Geraint Ballinger Geraint Ballinger - 5 months ago 46
Python Question

Python fuzzy element checking

I have a Python 2.7 set object that includes the names of data categories, and I would like to be able to do some form of fuzzy element checking to see if part of a user given input is an element of the set.

Here is a toy example, to explain what I would like. Given the following set and user input:

SET = {'red_ball', 'green_ball', 'red_cup', 'green_cup'}
user_input = 'yellow ball'


I would like the program to print out something like the following:

'yellow_ball' not found, did you mean 'red_ball', or 'green_ball'?
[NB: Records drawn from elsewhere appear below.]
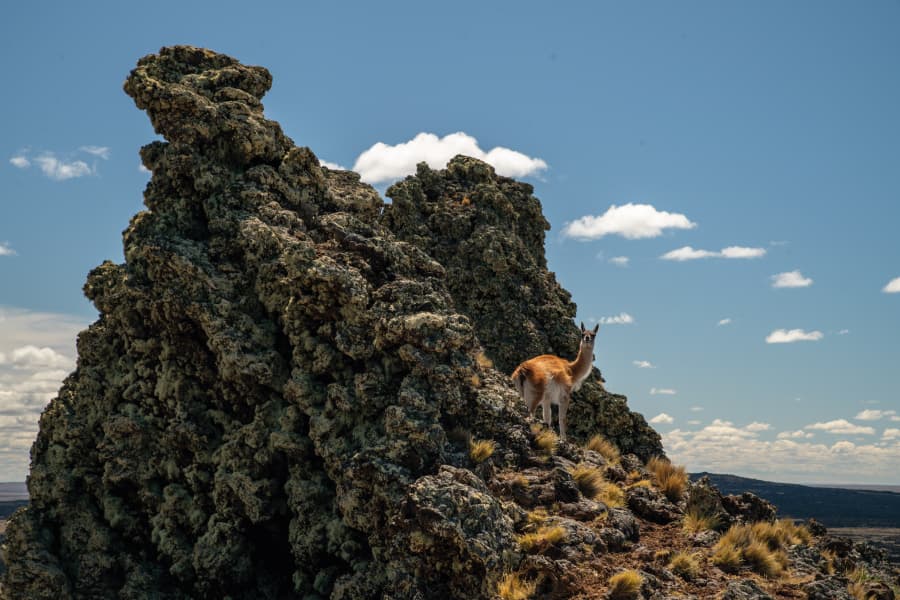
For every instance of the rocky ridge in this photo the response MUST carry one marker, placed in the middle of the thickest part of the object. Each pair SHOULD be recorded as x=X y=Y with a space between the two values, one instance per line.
x=287 y=382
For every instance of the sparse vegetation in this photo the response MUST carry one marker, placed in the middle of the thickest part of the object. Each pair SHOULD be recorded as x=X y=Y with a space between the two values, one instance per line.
x=543 y=538
x=513 y=587
x=672 y=480
x=589 y=480
x=625 y=585
x=481 y=450
x=604 y=448
x=686 y=566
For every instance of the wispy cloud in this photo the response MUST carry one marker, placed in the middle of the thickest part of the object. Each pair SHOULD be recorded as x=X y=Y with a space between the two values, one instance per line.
x=663 y=391
x=619 y=319
x=842 y=426
x=873 y=415
x=686 y=253
x=662 y=418
x=100 y=151
x=631 y=221
x=783 y=336
x=790 y=279
x=384 y=162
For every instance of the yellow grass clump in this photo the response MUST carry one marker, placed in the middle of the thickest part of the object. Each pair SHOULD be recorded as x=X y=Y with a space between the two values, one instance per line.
x=672 y=480
x=513 y=587
x=588 y=479
x=481 y=450
x=685 y=565
x=604 y=448
x=625 y=585
x=542 y=539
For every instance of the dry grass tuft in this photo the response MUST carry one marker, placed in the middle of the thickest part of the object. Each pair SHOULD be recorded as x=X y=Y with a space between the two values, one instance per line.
x=604 y=448
x=481 y=450
x=513 y=587
x=625 y=585
x=542 y=539
x=611 y=495
x=545 y=440
x=588 y=479
x=672 y=480
x=696 y=521
x=685 y=565
x=483 y=361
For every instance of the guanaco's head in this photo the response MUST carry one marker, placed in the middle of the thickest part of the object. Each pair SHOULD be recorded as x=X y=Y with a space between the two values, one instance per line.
x=588 y=335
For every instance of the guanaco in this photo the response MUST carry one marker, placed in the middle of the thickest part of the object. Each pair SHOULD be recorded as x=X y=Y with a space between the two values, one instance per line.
x=549 y=379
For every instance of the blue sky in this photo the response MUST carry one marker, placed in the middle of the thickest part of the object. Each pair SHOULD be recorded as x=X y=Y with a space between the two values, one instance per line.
x=770 y=127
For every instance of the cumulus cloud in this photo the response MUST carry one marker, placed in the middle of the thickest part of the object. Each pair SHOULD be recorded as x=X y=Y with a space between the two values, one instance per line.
x=60 y=170
x=790 y=279
x=723 y=448
x=688 y=253
x=383 y=162
x=662 y=418
x=619 y=319
x=873 y=415
x=783 y=336
x=631 y=221
x=842 y=426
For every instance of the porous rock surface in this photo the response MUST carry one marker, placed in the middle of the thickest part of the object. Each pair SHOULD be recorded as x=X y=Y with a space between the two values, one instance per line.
x=262 y=408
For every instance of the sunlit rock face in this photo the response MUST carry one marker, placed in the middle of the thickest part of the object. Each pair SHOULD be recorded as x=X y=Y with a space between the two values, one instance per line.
x=276 y=399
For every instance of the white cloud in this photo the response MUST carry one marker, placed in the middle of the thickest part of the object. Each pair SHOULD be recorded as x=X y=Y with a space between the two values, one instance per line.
x=101 y=151
x=795 y=435
x=873 y=415
x=842 y=426
x=757 y=426
x=782 y=336
x=620 y=319
x=724 y=448
x=790 y=279
x=331 y=165
x=688 y=253
x=663 y=391
x=383 y=162
x=662 y=418
x=631 y=221
x=61 y=170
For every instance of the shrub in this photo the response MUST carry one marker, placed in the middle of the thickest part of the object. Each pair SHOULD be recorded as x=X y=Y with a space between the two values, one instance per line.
x=625 y=585
x=481 y=450
x=604 y=448
x=685 y=565
x=513 y=587
x=542 y=539
x=588 y=479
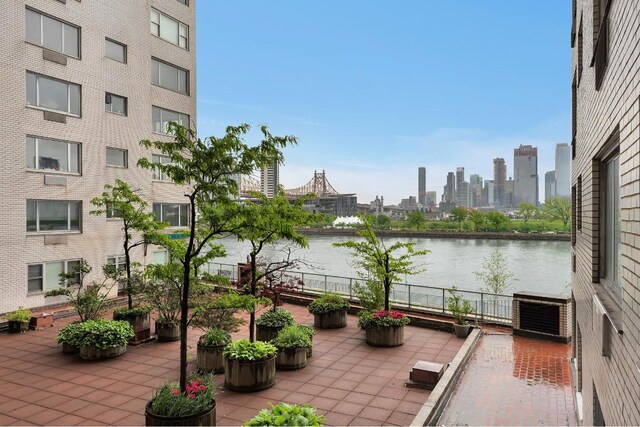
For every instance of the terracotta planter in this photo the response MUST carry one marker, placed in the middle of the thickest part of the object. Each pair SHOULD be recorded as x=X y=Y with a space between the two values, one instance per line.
x=16 y=327
x=246 y=376
x=88 y=352
x=291 y=359
x=205 y=418
x=331 y=320
x=386 y=336
x=167 y=332
x=210 y=359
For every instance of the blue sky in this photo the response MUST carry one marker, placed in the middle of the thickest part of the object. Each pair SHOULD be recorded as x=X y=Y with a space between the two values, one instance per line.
x=374 y=89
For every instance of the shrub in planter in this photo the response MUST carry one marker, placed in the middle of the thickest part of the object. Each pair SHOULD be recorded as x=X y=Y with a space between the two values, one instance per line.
x=292 y=343
x=249 y=366
x=210 y=347
x=19 y=320
x=271 y=322
x=103 y=339
x=195 y=406
x=329 y=311
x=286 y=414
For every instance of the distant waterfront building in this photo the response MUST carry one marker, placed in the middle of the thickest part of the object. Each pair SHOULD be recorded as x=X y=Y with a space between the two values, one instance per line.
x=525 y=174
x=563 y=170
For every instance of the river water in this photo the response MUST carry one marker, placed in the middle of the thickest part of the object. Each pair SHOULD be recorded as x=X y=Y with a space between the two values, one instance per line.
x=538 y=266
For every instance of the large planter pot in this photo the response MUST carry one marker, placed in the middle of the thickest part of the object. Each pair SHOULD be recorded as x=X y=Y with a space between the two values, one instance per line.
x=462 y=331
x=267 y=333
x=210 y=359
x=167 y=332
x=385 y=336
x=205 y=418
x=89 y=352
x=331 y=320
x=16 y=327
x=246 y=376
x=291 y=359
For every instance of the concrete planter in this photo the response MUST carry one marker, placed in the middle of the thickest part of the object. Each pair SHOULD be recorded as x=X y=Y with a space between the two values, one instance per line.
x=385 y=336
x=291 y=359
x=331 y=320
x=247 y=376
x=205 y=418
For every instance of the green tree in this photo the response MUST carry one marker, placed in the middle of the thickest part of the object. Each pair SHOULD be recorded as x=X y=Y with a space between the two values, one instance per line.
x=496 y=219
x=206 y=170
x=416 y=219
x=558 y=209
x=376 y=259
x=120 y=201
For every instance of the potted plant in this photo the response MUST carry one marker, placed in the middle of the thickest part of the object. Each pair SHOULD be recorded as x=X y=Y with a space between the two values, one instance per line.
x=292 y=344
x=287 y=414
x=195 y=407
x=460 y=308
x=329 y=311
x=19 y=320
x=103 y=339
x=383 y=328
x=249 y=366
x=272 y=322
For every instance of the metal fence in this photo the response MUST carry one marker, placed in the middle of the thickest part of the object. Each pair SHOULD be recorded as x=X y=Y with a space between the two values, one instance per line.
x=487 y=307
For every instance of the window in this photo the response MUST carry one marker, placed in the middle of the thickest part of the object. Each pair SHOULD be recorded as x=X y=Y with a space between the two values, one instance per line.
x=51 y=155
x=117 y=157
x=115 y=104
x=46 y=276
x=53 y=215
x=162 y=117
x=158 y=174
x=52 y=94
x=169 y=29
x=169 y=76
x=53 y=34
x=174 y=214
x=115 y=50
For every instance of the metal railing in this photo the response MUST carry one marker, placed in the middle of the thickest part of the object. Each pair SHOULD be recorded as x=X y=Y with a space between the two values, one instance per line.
x=487 y=307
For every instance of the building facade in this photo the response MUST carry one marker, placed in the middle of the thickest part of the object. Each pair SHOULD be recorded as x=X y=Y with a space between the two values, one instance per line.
x=606 y=210
x=86 y=81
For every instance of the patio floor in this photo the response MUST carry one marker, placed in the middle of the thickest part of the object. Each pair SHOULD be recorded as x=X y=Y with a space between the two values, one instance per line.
x=348 y=381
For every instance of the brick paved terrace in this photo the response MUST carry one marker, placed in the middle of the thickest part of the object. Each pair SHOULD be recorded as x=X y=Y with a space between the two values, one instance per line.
x=348 y=381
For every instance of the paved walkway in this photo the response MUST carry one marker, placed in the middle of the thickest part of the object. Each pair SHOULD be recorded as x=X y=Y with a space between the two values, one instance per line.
x=350 y=382
x=514 y=381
So far I have the following:

import re

SET = {'red_ball', 'green_ball', 'red_cup', 'green_cup'}
user_input = 'yellow ball'

# all members of my set are lowercase and separated by an underscore
user_input_list = user_input.lower().split() # for use in fuzzy search
user_input = "_".join(user_input_list) # convert to yellow_ball for element check
regex = None
matches = []

if user_input not in SET:
# FUZZY ELEMENT CHECK
for item in user_input_list:
regex = re.compile(item)
for element in SET:
if regex.match(element):
matches.append(element)

if len(matches) > 0:
print '\'%s\' not found, did you mean %s' % (user_input, ", ".join(['\'' + x + '\'' for x in matches]))
else:
print '\'%s\' not found.' % user_input


Is there a more efficient way of doing this, perhaps that uses third party libraries?

Thanks for your help,
Geraint

Answer Source

If you're interested in 3rd party modules, there's a nice little module I like to use for this sort of thing called fuzzywuzzy, for fuzzy string matching in Python.

This module performs fuzzy string matching with just a couple of lines of code.

Here's an example of how you can use it:

>>> from fuzzywuzzy import process
>>> choices = {'red_ball', 'green_ball', 'red_cup', 'green_cup'}
>>> query = 'yellow ball'

We've set up our choices and input, now we can retrieve the closest matches.

>>> process.extract(query, choices)
[('red_ball', 53), ('green_ball', 48), ('red_cup', 13), ('green_cup', 10)]

This returns all choices in descending order of closeness of match. The distance between strings is computed using the Levenshtein Distance metric. You can extract the top n items and propose them as valid alternatives if the original input isn't present in the choices set.

If you want only the top match, just do this:

>>> process.extractOne(query, choices)
('red_ball', 53)

You can peruse more examples using fuzzy string matching here.